It is so beautiful! (Howit work)

S. Kim (my work was referenced in his paper :) wrote at 11/2/2016 3:56:06 PM:

Noble design, but this could induce vibration as the cyclic control requires intentional blade lead-lag action. More testing may be necessary at different rotor sizes and configurations.

IKE wrote at 7/15/2015 7:47:22 PM:


JB wrote at 1/2/2015 8:27:40 PM:

Does the distance between motors play an important roll.
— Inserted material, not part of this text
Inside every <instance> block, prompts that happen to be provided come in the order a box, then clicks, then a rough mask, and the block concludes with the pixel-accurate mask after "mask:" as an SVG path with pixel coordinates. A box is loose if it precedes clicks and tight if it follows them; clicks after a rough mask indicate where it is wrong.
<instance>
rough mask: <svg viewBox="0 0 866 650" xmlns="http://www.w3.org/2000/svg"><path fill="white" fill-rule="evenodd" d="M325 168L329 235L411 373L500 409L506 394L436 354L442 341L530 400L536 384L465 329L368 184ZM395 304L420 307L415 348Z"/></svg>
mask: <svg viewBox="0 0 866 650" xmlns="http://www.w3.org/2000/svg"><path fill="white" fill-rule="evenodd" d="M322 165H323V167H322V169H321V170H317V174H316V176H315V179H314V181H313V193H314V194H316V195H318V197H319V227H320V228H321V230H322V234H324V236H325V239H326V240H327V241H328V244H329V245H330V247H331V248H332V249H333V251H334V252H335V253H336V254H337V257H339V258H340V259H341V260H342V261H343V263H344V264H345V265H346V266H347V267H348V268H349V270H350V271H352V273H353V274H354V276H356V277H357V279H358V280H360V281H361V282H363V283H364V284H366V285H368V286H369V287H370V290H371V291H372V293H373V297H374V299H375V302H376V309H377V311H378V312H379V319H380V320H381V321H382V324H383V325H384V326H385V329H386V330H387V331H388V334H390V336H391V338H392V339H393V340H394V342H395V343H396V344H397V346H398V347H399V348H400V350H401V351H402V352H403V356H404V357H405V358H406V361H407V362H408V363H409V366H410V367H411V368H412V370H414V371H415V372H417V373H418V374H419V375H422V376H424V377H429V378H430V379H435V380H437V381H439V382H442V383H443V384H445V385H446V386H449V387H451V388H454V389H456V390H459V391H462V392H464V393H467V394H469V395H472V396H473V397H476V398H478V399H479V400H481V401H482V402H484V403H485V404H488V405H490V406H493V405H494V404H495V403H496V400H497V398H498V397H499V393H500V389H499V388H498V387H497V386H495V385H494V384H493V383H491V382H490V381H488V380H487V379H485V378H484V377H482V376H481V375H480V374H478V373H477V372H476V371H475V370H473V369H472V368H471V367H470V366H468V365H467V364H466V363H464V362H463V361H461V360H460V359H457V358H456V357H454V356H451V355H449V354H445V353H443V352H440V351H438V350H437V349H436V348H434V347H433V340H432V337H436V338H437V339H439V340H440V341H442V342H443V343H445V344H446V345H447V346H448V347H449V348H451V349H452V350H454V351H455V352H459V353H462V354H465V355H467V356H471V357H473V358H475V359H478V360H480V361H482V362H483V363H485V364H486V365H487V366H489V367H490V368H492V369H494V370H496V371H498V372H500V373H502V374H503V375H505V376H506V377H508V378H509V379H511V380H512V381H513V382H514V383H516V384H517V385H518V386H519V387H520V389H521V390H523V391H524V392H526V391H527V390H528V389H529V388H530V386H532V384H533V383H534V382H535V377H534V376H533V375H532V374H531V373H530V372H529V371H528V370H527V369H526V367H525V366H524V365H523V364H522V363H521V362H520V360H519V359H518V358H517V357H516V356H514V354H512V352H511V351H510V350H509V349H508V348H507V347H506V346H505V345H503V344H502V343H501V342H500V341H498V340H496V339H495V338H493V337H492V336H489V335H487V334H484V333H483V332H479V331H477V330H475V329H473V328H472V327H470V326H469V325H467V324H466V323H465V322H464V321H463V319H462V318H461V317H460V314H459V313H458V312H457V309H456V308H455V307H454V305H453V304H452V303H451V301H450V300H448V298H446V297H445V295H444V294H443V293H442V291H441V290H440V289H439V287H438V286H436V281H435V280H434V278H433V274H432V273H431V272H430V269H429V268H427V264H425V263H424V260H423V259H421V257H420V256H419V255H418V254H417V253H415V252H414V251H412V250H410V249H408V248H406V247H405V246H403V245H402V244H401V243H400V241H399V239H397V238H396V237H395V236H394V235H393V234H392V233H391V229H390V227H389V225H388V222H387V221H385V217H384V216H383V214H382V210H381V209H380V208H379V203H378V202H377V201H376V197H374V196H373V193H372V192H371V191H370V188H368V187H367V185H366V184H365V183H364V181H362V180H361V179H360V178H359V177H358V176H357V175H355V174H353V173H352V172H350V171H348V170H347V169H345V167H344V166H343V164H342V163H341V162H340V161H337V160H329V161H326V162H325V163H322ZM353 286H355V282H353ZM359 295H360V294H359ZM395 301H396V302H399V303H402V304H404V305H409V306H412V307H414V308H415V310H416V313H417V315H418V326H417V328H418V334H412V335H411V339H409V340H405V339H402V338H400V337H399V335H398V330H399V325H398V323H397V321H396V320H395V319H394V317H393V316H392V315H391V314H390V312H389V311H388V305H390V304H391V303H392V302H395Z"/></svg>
Could a coaxial brushless setup be used like this. http://www.hobbyking.com/hobbyking/store/catalog/CR28M.gif Underslung battery and FPV gear is my liking.

Bob wrote at 1/2/2015 5:33:23 PM:

Waleran, I think you totally missed the point that this design is linkage free and cyclic is accomplished by motor control software and an offset flapping hinge for the upper rotor blades. As far as I know that is unique, can't wait to see this in commercial models.

Bob wrote at 1/1/2015 10:37:56 PM:

LOL, should have read your conference paper

Waleran wrote at 1/1/2015 9:55:11 PM:

Very clever but 2 blade UAV's/duocopters are already possible with standard motor/propeller setup and an off the shelf, cheap, controller. But 3D printing the chassis for one of these.....hmm.

Bob wrote at 1/1/2015 7:22:56 PM:

James, use a hollow shaft motor (drill the existing motor shaft) on the lower, arrange the undercarriage through the motor to reduce weight. Very nice work on this design by the way.